The country’s top leaders know they must shift from manufacturing and resource extraction to a service-based economy powered, in part, by the Web.
To help things along, the state has thrown money into the start-up scene and nurtured homegrown tech companies, in part by keeping others out. (Sorry, Google.) It has also used its vast propaganda apparatus to cheerlead for local start-ups, waxing poetic about umbrella sharing, for example.
In April, a commentary in the People’s Daily, a Communist Party-controlled newspaper, called a Chinese umbrella sharing start-up “a sign of progress in public service and a show of human care, releasing the warmth of the city.” The company later made headlines when nearly all of its 300,000 umbrellas went missing.
At a 2016 tech conference, Robin Li, chief executive of the search engine Baidu, suggested that the sharing economy is in tune with China’s socialist ethos. Both, he said, focus on distribution according to need.
The new, government-run Sharing Economy Research Center estimates that the sector grew 103 percent in 2016, with deals close to $500 billion. The researchers predicted an annual growth rate of 40 percent in the years ahead. By 2020, the sharing economy will account for 10 percent of the country’s gross domestic product, the center said.
And yet, nobody seems sure what “sharing economy” means.
Gao Shen, a partner at Phoenix Tree Capital Partners, said there are two things going on.
Companies such as Didi and Tujia, a Chinese house-sharing firm, took existing resources — cars, homes — and made them available to others for a fee. Many of the new, self-described sharing start-ups do not use “idle resources,” he said.
If a company orders a bunch of new bikes or umbrellas and lets people rent them with their phone, is that sharing? Or is it renting with your phone?
A Chinese government newswire recently covered the launch of a shared washing machine service. There’s also a shared drying service. Anywhere else, they would be called laundromats. Or, perhaps, laundromats where you pay with your phone.
Along the same lines, is a phone-activated, two-person karaoke booth in a mall a karaoke share, or just a smaller and louder version of the status quo, plus phone?
What’s more, not everyone seems to understand the meaning of rent.

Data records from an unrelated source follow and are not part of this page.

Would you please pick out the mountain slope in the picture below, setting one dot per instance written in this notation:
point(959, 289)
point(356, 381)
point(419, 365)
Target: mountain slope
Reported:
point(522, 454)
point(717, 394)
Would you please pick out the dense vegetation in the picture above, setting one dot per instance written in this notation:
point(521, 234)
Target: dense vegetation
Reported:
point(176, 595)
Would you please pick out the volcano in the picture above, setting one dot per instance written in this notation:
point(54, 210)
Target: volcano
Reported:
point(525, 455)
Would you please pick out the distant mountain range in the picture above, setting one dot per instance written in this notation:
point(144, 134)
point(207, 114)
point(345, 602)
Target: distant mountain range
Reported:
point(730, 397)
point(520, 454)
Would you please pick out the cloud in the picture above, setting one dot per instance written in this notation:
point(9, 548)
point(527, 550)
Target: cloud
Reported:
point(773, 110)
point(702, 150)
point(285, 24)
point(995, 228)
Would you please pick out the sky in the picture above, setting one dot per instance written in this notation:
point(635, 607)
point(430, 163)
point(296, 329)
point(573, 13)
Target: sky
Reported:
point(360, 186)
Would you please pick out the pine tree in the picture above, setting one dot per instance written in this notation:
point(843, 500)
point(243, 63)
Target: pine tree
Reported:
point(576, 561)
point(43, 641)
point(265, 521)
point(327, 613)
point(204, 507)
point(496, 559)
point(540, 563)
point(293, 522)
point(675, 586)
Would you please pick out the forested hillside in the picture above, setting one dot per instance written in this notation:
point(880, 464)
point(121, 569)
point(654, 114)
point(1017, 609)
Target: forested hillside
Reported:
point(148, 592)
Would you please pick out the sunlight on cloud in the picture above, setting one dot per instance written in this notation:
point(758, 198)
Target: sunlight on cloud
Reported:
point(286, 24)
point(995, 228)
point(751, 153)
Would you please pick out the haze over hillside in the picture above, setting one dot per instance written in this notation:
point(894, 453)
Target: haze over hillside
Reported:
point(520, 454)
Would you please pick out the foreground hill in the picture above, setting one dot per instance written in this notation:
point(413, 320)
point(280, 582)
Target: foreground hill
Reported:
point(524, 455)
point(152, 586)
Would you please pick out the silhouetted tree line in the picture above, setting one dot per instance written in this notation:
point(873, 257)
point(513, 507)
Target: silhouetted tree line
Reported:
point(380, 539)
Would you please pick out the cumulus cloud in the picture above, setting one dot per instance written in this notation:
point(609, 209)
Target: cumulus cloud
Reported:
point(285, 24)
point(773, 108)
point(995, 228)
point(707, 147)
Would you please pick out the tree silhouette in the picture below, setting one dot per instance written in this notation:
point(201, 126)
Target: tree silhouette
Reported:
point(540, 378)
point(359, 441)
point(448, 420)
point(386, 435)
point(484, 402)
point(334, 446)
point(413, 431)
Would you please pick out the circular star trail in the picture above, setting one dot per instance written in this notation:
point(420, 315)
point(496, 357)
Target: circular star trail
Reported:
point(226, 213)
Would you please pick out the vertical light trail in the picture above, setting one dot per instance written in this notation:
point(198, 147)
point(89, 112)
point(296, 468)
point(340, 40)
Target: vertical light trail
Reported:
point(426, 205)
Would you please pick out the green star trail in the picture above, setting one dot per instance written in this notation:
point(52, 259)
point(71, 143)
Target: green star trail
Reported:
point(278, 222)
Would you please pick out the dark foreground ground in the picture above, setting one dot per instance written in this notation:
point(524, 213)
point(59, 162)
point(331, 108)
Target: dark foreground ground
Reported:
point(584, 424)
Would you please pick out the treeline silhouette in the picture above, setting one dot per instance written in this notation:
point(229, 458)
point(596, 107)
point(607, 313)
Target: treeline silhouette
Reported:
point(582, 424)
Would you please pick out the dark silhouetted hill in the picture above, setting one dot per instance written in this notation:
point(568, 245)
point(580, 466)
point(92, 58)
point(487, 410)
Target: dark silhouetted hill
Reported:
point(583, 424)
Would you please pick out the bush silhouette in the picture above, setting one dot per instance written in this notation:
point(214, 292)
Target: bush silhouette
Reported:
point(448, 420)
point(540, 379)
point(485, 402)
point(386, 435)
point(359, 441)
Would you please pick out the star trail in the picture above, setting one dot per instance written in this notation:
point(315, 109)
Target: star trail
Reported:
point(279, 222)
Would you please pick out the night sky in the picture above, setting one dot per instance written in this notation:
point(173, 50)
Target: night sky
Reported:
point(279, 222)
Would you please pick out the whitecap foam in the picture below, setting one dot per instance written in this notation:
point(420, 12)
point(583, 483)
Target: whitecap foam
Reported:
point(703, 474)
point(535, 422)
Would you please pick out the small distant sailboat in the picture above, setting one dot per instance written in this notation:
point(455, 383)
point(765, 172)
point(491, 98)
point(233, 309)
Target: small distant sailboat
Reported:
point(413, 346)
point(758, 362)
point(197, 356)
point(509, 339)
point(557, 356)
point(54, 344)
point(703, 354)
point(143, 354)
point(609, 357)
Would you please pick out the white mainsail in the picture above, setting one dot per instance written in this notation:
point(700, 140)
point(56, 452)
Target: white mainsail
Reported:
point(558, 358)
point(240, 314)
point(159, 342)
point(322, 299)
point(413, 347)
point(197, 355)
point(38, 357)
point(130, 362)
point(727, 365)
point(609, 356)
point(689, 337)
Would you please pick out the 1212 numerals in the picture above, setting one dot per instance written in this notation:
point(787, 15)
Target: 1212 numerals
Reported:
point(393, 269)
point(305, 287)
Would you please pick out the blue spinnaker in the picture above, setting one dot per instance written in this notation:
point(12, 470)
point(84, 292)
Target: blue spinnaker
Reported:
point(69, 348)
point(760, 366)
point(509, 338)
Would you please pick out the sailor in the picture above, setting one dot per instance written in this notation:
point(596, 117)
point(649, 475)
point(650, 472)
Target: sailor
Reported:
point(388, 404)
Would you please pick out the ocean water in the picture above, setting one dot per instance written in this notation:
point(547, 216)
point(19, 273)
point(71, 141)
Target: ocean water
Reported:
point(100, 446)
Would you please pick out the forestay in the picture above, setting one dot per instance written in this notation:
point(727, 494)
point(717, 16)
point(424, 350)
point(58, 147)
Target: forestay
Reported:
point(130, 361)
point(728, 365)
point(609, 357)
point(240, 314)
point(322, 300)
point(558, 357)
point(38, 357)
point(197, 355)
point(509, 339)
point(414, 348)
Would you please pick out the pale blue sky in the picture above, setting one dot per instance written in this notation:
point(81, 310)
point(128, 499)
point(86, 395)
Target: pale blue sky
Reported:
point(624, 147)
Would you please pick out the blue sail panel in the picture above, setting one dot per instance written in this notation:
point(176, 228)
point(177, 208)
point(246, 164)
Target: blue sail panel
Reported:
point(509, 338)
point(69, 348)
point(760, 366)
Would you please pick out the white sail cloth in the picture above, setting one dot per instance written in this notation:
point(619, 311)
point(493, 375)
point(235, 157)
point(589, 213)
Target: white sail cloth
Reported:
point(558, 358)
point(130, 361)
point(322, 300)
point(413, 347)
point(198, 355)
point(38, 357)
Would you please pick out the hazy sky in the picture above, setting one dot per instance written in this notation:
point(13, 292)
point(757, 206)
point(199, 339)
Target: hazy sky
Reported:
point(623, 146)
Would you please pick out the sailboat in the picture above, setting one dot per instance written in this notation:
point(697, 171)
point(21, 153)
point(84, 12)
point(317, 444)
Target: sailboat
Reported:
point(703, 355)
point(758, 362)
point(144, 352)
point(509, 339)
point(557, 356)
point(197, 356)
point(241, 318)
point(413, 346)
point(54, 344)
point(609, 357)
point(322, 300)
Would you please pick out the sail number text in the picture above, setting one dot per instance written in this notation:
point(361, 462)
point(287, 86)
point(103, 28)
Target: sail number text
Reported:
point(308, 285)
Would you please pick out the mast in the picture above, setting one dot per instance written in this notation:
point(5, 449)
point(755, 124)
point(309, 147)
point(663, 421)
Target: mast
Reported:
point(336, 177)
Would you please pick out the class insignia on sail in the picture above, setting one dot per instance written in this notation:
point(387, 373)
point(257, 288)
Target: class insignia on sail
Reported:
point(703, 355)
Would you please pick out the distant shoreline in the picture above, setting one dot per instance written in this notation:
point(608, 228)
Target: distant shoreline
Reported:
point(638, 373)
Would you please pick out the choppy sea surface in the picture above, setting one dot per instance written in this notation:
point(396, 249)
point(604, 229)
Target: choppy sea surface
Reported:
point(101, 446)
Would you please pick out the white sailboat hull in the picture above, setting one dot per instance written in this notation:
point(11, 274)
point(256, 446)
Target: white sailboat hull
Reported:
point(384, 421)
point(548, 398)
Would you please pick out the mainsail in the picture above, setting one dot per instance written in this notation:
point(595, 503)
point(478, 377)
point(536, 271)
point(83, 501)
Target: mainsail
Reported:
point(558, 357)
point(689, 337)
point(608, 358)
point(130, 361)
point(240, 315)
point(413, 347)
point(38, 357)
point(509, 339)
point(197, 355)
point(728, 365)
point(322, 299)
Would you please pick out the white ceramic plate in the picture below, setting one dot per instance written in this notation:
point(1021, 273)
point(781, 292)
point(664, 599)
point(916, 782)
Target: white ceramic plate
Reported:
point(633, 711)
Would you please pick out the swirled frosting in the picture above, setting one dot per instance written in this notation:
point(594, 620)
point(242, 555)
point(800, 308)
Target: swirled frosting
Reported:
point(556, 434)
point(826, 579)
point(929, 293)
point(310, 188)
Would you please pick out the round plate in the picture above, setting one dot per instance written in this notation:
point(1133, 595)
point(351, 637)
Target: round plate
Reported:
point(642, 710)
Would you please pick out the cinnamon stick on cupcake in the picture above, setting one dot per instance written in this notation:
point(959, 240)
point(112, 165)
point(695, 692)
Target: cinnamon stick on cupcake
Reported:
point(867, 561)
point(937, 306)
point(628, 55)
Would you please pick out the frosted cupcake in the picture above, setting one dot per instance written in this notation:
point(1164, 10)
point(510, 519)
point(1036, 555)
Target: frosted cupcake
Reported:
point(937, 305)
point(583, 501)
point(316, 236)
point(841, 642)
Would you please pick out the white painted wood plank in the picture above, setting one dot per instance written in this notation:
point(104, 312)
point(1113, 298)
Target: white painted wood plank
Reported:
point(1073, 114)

Like the umbrella company, Chinese bike-sharing start-ups have struggled to keep up with theft and vandalism, with one company, Wukong, reportedly losing 90 percent of its bikes in about six months.
In some cases, companies are launching products that seem like less convenient versions of things that already exist — a fact that does not seem to stop the funding.
Andy Xie, an independent economist in Shanghai, said the rush of investment feels a lot like a bubble. “In the past four, five years, every year there is something different to speculate on,” he said.
Beijing, a city with free workout machines in public parks, now has “shared gyms,” a.k.a, outhouse-size workout pods activated by your phone. Investors are betting that people will pay for the chance to sweat and jiggle in a small glass box on the street.
A recent People’s Daily write-up described the opening of “the world’s first shared bookstore.” Again, you can imagine the pitch.
“Shared bookstore? . . . That sounds a lot like a library.”
“Better, it’s a library where you pay with — ”
Yang Liu and Shirley Feng reported from Beijing.